US Exim Bank ready to extend education loans to Indian students


The US Exim Bank is willing to give education loans to Indian students who want to study in the US, the Chairman and President of the Bank, Mr Fred Hochberg, said today.
Answering a question raised by Dr Sankaran Raghunathan, Dean, The National Management School, in an interactive session organised here by the Indo-American Chamber of Commerce, Mr Hochberg said that the US Exim Bank has been “actively exploring this”. However, he noted that the bank would need to “work with an entity” as it could not give loans to individual students.
Mr Hochberg also immediately assigned an official of the US Exim Bank to pursue the matter with Dr Raghunathan.
Later, in a chat with Business Line, Dr Raghunathan said that there are some 105,000 Indian students in the US, the second highest number after China. He estimates the total annual spending of all the students at $2 billion. A fourth of the students are doing undergraduate programmes, where usually, they have to pay out of their pockets.
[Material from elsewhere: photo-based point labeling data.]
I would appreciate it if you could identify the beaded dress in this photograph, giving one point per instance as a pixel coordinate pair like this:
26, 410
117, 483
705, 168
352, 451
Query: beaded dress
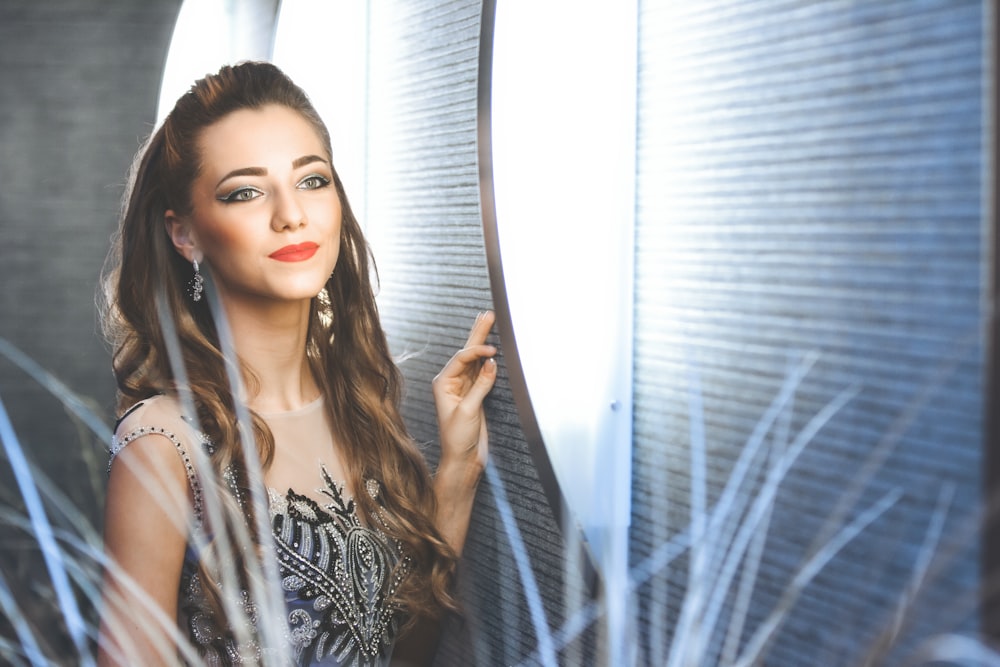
337, 574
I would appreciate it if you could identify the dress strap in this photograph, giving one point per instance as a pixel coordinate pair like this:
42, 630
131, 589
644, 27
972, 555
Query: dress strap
118, 443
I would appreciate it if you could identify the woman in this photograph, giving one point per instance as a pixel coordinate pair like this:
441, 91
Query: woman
239, 179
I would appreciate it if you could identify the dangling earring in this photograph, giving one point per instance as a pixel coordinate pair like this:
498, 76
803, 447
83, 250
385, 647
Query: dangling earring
197, 285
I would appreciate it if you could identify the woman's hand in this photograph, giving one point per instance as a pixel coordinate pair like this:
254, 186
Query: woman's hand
459, 390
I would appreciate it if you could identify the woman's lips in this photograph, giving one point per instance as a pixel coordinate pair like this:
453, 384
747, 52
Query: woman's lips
295, 253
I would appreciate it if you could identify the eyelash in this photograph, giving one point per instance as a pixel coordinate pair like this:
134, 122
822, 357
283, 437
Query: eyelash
236, 196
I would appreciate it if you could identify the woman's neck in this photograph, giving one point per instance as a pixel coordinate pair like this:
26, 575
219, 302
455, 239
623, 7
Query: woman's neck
270, 340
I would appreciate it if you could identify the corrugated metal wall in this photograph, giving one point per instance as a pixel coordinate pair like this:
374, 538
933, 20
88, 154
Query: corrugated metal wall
811, 180
425, 228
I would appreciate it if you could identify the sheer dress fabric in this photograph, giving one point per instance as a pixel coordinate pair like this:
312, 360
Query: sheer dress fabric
338, 575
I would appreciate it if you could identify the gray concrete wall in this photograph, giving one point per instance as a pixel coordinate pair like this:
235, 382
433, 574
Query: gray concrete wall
79, 81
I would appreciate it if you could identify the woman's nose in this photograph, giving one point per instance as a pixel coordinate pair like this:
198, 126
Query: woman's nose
288, 212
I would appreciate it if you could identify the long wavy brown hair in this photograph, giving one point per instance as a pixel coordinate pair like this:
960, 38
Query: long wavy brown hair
346, 347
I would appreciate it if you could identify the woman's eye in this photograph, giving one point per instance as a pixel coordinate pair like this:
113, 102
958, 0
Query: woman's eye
313, 182
241, 194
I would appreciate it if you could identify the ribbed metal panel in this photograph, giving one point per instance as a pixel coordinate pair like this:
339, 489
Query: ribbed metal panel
425, 228
810, 179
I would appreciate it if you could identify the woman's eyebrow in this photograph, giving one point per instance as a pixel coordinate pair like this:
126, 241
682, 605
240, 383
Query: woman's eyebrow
244, 171
307, 159
262, 171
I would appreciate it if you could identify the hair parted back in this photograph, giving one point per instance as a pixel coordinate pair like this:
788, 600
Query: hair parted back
346, 346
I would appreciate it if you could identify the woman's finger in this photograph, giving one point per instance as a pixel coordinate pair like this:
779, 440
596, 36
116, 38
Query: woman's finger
464, 359
481, 328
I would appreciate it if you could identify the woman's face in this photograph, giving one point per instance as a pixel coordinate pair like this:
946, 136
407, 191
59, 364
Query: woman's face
265, 212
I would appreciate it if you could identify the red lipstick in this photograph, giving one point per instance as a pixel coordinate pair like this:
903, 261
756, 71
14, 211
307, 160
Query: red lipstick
295, 253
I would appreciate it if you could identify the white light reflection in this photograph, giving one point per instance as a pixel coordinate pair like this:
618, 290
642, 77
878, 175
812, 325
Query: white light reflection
323, 47
563, 141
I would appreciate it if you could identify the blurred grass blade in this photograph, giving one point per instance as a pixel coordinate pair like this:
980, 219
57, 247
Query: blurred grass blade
65, 395
42, 530
28, 644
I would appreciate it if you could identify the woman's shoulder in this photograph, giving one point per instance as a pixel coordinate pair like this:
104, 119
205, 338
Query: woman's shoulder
157, 418
158, 438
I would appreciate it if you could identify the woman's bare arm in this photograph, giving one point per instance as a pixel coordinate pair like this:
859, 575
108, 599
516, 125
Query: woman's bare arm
459, 391
145, 533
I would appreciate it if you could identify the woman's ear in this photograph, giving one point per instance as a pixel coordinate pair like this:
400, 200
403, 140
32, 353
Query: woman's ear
182, 235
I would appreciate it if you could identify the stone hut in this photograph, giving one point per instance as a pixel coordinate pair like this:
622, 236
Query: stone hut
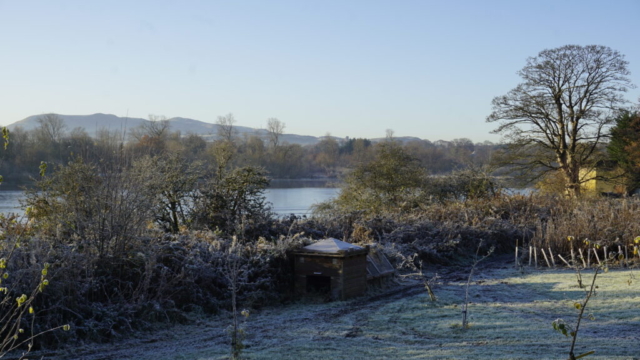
331, 267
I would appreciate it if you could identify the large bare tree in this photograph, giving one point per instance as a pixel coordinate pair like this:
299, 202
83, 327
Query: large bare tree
557, 118
225, 129
275, 129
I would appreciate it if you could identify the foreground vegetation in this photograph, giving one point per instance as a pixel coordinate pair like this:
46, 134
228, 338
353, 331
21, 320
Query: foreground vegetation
511, 316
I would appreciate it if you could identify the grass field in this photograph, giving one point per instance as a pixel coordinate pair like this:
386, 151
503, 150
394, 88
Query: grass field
510, 318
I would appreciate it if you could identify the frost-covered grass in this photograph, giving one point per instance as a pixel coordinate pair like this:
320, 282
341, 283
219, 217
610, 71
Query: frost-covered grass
511, 316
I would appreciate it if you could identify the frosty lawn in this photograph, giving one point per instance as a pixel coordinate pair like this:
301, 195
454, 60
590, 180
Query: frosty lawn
511, 315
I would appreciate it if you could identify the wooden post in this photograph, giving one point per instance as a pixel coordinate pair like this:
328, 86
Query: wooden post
619, 254
516, 253
573, 255
545, 258
565, 261
582, 257
626, 255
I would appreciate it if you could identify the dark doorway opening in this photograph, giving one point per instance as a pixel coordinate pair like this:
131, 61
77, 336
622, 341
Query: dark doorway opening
320, 285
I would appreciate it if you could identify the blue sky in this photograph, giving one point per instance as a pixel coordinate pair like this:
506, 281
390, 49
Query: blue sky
350, 68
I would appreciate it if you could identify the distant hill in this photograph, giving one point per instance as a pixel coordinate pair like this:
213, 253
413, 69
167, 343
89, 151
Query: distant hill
92, 123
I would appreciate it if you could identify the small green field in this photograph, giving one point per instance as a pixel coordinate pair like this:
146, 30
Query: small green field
511, 315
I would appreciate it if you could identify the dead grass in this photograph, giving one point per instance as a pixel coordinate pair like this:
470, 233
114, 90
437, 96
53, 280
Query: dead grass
511, 317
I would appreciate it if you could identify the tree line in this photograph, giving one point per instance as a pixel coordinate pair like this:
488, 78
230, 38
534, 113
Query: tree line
53, 143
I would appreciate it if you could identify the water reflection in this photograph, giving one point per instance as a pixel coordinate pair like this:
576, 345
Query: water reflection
298, 201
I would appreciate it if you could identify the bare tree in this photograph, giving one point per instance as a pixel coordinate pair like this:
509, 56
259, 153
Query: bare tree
225, 127
275, 129
389, 134
557, 117
51, 128
157, 127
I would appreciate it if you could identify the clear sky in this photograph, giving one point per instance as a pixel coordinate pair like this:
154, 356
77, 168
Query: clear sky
350, 68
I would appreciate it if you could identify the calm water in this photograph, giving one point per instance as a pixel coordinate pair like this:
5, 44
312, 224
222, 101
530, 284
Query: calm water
10, 201
285, 201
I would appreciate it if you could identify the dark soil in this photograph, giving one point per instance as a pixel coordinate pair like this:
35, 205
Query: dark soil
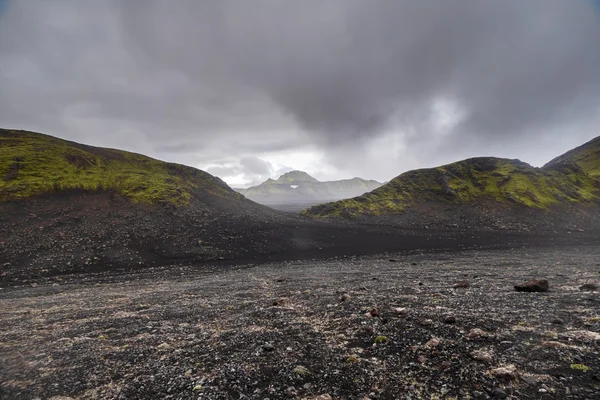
75, 232
300, 330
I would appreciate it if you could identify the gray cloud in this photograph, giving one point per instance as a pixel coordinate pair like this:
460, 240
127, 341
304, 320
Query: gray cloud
202, 81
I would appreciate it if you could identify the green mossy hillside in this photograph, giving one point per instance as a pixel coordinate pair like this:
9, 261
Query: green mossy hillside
33, 164
497, 181
587, 157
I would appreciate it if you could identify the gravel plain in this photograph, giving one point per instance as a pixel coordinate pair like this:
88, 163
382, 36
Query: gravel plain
412, 325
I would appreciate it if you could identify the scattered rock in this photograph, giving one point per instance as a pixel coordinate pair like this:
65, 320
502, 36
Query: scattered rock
279, 302
584, 336
461, 285
380, 339
481, 355
400, 310
499, 393
450, 319
300, 370
353, 358
506, 372
534, 286
164, 346
589, 287
268, 347
555, 345
433, 343
477, 333
319, 397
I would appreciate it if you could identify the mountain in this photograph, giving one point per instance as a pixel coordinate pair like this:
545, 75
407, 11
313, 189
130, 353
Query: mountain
69, 207
300, 187
482, 192
587, 157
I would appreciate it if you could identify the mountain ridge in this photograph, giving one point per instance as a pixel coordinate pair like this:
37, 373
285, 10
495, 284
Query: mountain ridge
486, 183
300, 187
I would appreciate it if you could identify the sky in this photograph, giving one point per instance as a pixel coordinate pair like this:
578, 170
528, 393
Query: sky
248, 90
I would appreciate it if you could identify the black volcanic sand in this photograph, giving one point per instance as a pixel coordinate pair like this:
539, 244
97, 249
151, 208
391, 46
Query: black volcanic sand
298, 330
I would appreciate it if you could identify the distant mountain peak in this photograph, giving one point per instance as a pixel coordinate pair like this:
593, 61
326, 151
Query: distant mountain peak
294, 177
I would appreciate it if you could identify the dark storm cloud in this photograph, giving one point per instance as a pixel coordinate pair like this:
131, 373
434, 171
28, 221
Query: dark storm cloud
240, 78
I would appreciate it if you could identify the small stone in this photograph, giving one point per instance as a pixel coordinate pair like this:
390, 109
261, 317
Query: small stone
554, 345
319, 397
268, 347
584, 336
279, 302
450, 319
533, 286
589, 287
300, 370
476, 333
400, 310
481, 355
506, 372
498, 393
164, 346
380, 339
461, 285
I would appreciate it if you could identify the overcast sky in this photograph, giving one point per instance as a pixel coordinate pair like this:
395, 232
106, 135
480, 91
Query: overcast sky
247, 90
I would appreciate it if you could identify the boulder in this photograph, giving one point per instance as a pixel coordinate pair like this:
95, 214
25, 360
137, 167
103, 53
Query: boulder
536, 285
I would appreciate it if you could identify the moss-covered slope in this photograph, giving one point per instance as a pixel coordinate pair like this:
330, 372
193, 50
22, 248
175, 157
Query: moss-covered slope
586, 156
33, 164
500, 182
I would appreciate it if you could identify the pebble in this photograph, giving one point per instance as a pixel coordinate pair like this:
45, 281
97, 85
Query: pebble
268, 347
536, 285
450, 319
476, 333
400, 310
508, 372
481, 355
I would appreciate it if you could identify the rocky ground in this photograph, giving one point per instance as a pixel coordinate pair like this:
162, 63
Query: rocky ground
418, 325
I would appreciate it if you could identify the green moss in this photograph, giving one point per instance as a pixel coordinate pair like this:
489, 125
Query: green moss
502, 181
586, 157
33, 164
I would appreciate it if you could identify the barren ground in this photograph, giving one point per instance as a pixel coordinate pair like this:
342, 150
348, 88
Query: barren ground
299, 330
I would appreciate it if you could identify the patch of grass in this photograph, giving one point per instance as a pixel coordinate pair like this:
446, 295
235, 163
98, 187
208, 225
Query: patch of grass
33, 164
510, 183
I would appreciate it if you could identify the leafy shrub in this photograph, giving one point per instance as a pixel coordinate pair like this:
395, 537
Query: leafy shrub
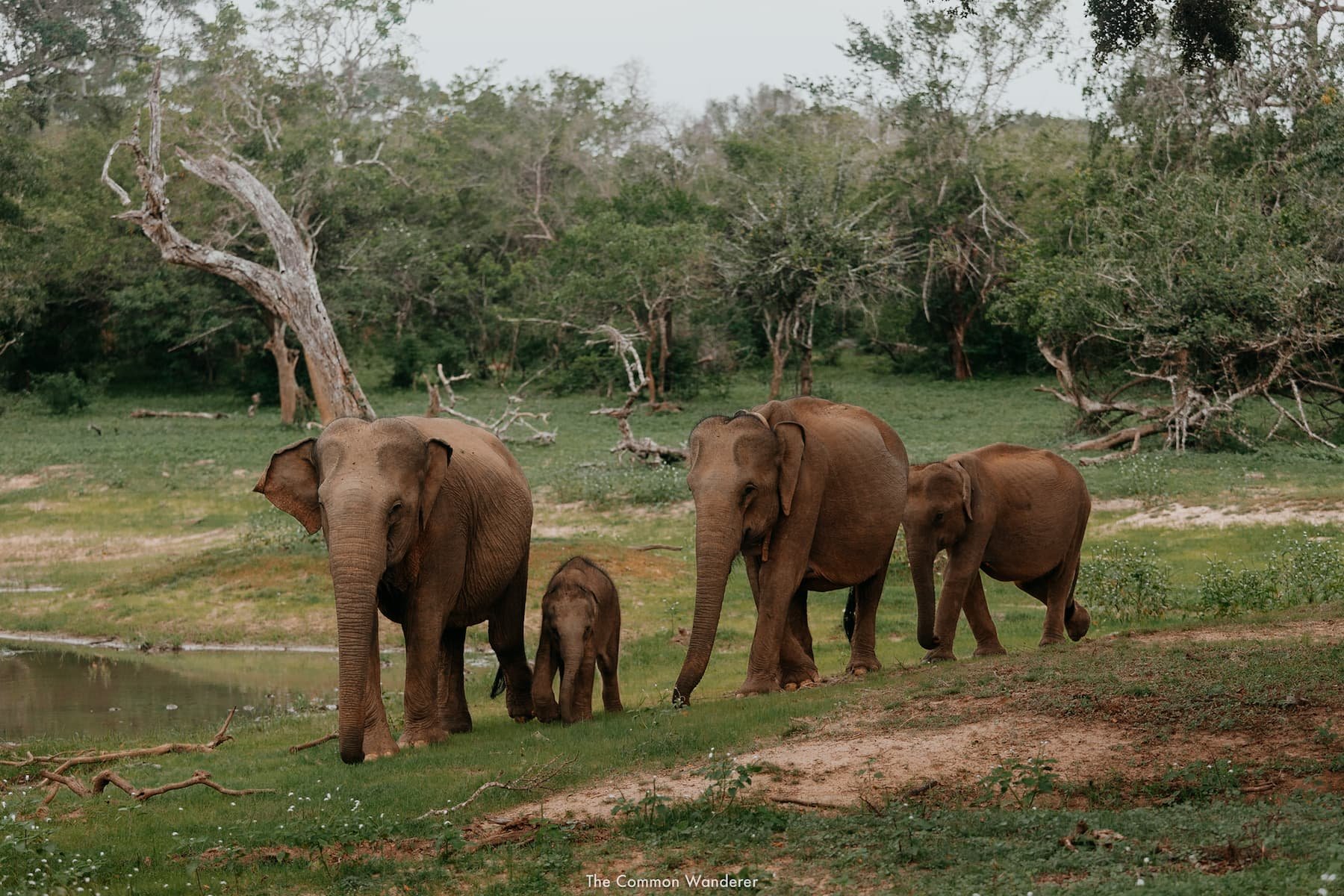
1124, 583
60, 393
1021, 782
1300, 570
1225, 590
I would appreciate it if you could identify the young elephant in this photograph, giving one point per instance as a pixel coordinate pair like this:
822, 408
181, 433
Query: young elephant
428, 521
581, 625
1016, 514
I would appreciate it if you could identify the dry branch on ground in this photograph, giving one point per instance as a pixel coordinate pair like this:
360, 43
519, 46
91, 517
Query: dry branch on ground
60, 778
641, 449
532, 778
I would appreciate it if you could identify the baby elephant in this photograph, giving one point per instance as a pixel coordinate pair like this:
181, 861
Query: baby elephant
581, 623
1012, 512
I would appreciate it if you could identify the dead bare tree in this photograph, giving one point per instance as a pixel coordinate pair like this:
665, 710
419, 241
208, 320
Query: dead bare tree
60, 777
510, 417
289, 290
532, 778
641, 449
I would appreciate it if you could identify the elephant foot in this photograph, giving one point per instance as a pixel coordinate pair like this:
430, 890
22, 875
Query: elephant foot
378, 742
1077, 621
794, 677
457, 726
862, 667
757, 685
421, 736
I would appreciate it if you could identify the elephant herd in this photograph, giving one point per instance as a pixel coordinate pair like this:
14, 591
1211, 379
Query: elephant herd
429, 523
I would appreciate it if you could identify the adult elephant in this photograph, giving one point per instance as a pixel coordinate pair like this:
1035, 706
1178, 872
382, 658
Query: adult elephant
1012, 512
811, 494
429, 521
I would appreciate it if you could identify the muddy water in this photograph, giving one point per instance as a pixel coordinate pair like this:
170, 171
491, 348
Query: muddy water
62, 691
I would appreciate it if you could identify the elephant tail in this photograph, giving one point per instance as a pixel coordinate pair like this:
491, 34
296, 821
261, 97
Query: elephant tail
850, 615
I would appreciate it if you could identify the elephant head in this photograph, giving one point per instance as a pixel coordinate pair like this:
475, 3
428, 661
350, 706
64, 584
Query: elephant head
370, 488
744, 477
569, 612
939, 509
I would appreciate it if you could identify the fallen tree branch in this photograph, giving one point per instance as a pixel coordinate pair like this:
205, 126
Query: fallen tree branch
141, 413
314, 743
811, 803
534, 778
141, 794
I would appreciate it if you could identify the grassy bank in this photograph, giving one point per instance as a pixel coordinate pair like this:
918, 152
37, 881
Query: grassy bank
149, 532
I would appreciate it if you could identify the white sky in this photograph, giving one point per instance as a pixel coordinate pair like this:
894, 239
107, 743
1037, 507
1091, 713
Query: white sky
692, 50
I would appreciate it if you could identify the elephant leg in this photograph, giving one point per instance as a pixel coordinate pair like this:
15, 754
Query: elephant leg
797, 667
981, 623
452, 685
962, 571
606, 662
505, 633
423, 630
584, 685
378, 735
863, 645
544, 680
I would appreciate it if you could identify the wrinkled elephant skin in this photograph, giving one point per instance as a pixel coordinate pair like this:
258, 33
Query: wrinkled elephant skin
428, 521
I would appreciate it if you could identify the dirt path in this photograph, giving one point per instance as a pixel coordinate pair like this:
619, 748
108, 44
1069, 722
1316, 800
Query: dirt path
844, 763
1179, 516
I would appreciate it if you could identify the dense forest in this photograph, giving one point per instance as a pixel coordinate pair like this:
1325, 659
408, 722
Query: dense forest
1175, 258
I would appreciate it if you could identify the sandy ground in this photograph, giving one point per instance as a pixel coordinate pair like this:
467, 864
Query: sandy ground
838, 766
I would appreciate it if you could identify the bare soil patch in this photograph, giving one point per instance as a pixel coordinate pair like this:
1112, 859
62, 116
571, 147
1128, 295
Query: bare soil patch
839, 770
50, 547
34, 480
1324, 630
1177, 516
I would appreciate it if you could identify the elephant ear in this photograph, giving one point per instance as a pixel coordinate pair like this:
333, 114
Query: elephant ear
440, 454
965, 487
792, 440
290, 484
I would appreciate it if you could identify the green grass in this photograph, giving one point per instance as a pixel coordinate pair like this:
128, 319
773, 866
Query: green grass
152, 534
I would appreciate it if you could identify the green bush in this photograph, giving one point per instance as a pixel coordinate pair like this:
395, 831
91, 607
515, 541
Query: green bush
1125, 583
60, 393
1300, 570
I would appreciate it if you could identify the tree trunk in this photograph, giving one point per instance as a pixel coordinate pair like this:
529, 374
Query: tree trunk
287, 359
957, 351
665, 347
289, 290
806, 371
777, 336
648, 363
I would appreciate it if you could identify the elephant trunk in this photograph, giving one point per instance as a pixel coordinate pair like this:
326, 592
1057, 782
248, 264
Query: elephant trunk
571, 669
714, 553
356, 564
921, 555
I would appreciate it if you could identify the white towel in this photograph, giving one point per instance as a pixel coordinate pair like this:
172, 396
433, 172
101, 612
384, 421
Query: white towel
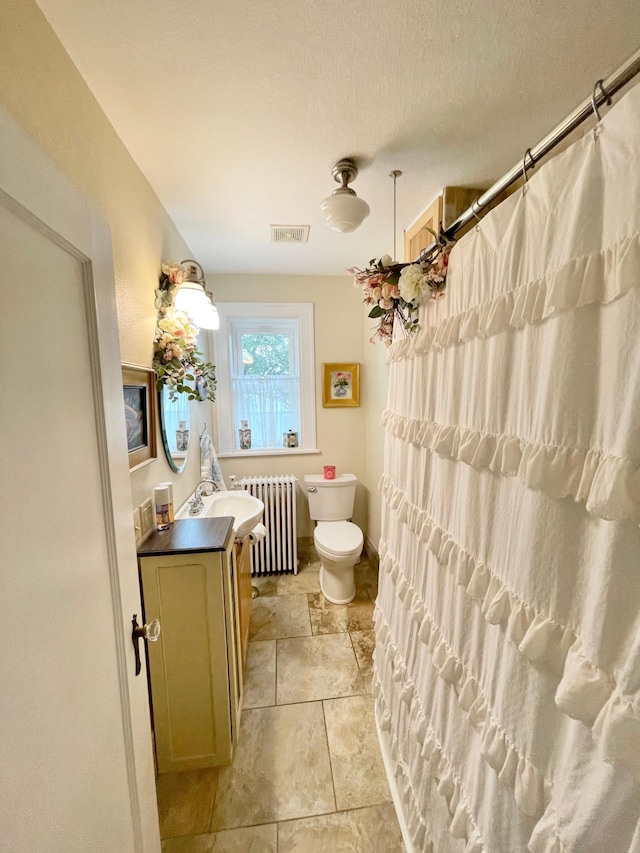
209, 465
257, 534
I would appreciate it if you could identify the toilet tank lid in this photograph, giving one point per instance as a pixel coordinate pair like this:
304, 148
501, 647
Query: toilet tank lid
340, 480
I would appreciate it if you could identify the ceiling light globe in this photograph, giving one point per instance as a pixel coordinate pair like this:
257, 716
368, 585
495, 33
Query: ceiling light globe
344, 211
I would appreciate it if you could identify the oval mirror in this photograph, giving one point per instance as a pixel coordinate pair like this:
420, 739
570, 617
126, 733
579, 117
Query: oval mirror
174, 423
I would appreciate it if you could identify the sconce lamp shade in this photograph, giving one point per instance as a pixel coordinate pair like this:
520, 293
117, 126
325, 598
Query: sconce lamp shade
343, 210
194, 300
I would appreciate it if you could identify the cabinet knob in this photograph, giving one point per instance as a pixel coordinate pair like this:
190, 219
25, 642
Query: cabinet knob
150, 631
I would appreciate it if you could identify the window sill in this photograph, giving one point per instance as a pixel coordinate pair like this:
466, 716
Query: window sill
273, 451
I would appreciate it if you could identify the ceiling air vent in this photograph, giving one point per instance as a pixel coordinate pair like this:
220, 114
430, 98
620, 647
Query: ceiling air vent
289, 233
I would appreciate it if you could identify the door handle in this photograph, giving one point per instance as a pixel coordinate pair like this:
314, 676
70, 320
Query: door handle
150, 631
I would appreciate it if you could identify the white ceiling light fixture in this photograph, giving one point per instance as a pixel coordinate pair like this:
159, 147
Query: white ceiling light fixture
343, 210
194, 299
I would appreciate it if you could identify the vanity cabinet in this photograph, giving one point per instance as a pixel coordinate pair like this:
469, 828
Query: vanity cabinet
189, 582
242, 556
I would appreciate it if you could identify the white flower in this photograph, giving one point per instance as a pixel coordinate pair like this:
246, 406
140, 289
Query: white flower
411, 282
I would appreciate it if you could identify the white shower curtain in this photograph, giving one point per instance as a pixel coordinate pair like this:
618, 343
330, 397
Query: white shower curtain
508, 619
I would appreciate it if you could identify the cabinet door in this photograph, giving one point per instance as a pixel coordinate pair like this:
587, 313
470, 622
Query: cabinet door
189, 665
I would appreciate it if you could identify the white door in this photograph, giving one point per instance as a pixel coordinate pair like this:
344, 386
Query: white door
76, 770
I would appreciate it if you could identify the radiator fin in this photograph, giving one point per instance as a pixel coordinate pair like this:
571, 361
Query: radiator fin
278, 551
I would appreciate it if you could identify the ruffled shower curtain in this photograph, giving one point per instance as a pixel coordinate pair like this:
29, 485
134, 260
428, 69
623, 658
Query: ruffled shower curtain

Availability of Exim loans will help raise the number of undergraduate students from India. Students who borrow from Indian banks pay at least 12 per cent as interest and also have to offer collateral. “If we are able to get the Exim Bank to provide the loans, the interest rate will be as low as 4.5 per cent and not higher than 6 per cent with a longer repayment period,” says Dr Raghunathan. This in turn will enable more people to go to the US for education (instead of other countries) and there will be a beneficial impact on the US economy, he says.

INDIA, A FOCUS COUNTRY

Mr Hochberg said that India was a big market for the US Exim Bank, whose mandate is to support exports out of the US with an objective of creating jobs in the US.
He said that the bank's exposure to India is second only to Mexico (“a country with which we share a 2,000-km border”). But if the current trend of lending continues, India could overtake Mexico in terms of the bank's exposure, he said. The bank has given loans worth $7 billion to India, compared with $8.5 billion to Mexico. “I have not visited any country more than India (as the head of the US Exim Bank),” Mr Hochberg said.